Quelle que soit la manière précise dont nos sociétés émergeront de la crise, il faudra stopper la permanente fuite en avant qui épuise la planète et débouche toujours, à terme, sur de la surproduction. Il faudra pour cela échapper à une logique de croissance à tout crin, ce qui demeurera impossible tant que l’on ne séparera pas la question des revenus nécessaires pour acheter des biens de consommation, de la question du travail. Si l’on y parvient, on se sera débarrassé au passage du « consumérisme », politique fondée sur la propagande, dont l’objectif est de repousser artificiellement les limites de la surproduction. Il faut réexaminer le travail comme une question en soi, comme l’activité humaine nécessaire pour produire marchandises et services authentiques, mais sans être automatiquement celle qui nous procure les revenus destinés à nous offrir les moyens de consommer.

Il existe différents types de revenus: on peut revendre un bien qu’on possède plus cher qu’on ne l’a soi-même payé – c’est le profit marchand. On peut aussi obtenir une part du surplus (la différence entre les coûts et le prix de vente) qui s’est créé quand on a produit un bien (avec l’aide de la pluie, du vent, de l’action du soleil, de la richesse qui se trouve enfouie dans le sol). Vis-à-vis du partage du surplus, chacun se situe, on l’a vu, à sa manière : 1) comme celui qui contribue à la production en apportant son travail, 2) comme celui qui organise la production, trouve son financement, super- vise le travail : l’industriel ou « entrepreneur », 3) comme celui qui avance l’argent, les matériaux nécessaires : l’investisseur ou « capitaliste ».

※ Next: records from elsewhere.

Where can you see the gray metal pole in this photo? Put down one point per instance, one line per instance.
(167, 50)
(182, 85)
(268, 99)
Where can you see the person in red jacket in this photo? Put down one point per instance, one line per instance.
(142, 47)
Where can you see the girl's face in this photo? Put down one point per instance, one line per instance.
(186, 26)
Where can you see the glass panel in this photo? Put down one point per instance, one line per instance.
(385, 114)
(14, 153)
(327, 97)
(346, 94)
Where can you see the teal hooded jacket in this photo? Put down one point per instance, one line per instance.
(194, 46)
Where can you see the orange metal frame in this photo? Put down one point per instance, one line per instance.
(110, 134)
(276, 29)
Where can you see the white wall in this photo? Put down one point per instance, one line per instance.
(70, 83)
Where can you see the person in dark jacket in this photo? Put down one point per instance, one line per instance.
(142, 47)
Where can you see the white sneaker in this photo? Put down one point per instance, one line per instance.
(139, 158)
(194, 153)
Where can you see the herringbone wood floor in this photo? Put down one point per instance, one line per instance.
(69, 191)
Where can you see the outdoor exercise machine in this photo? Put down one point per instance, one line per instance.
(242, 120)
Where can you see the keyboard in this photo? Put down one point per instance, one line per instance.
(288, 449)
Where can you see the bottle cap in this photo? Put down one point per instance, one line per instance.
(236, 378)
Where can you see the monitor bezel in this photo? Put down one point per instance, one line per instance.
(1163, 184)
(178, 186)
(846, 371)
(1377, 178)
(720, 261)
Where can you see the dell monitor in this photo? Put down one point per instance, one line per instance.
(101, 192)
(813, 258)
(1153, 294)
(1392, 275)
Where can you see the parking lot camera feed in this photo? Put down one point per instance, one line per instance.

La grande masse est constituée de salariés qui obtiennent leurs revenus en se faisant rémunérer pour leur temps de travail : ils reçoivent tant pour travailler tant de temps. Les salariés doivent dépenser pour assurer leur subsistance, celle de leur famille, et vivre dans un certain confort. Comme ils sont nombreux, leur consommation détermine en grande partie la consommation globale.
Le développement technologique permet de remplacer le travail du salarié par celui de la machine. La pénibilité du travail, l’éventualité d’un gain supplémentaire encouragent le transfert du travail de l’homme au travail de la machine. L’augmentation de la productivité, c’est l’exploitation du temps que passe la machine à nous remplacer sans qu’il faille pour autant la rémunérer, elle. La machine coûte ce que coûte son entretien et le prix de son remplacement, qui sont moindres que ceux que réclame un salarié. Les coûts de production peuvent donc baisser. Si le bien produit est vendu au même prix qu’avant que le coût de sa production ait baissé, la part du surplus augmente ; si le prix baisse, le consommateur paiera le même bien moins cher. Le gain obtenu du fait du remplacement d’un être humain par une machine n’est pas pour autant redistribué à ceux qui continuent de travailler. Quant à ceux qui ont été libérés du travail parce qu’une machine les a remplacés, ils n’en bénéficient pas non plus. Soit le gain de productivité a permis de faire baisser le prix du bien ou du service produit, soit ce gain a été partagé entre eux par les investisseurs et les dirigeants d’entreprise ; mais ni les salariés ni les victimes du chômage technique provoqué par le progrès de l’automation n’ont eu voix au chapitre.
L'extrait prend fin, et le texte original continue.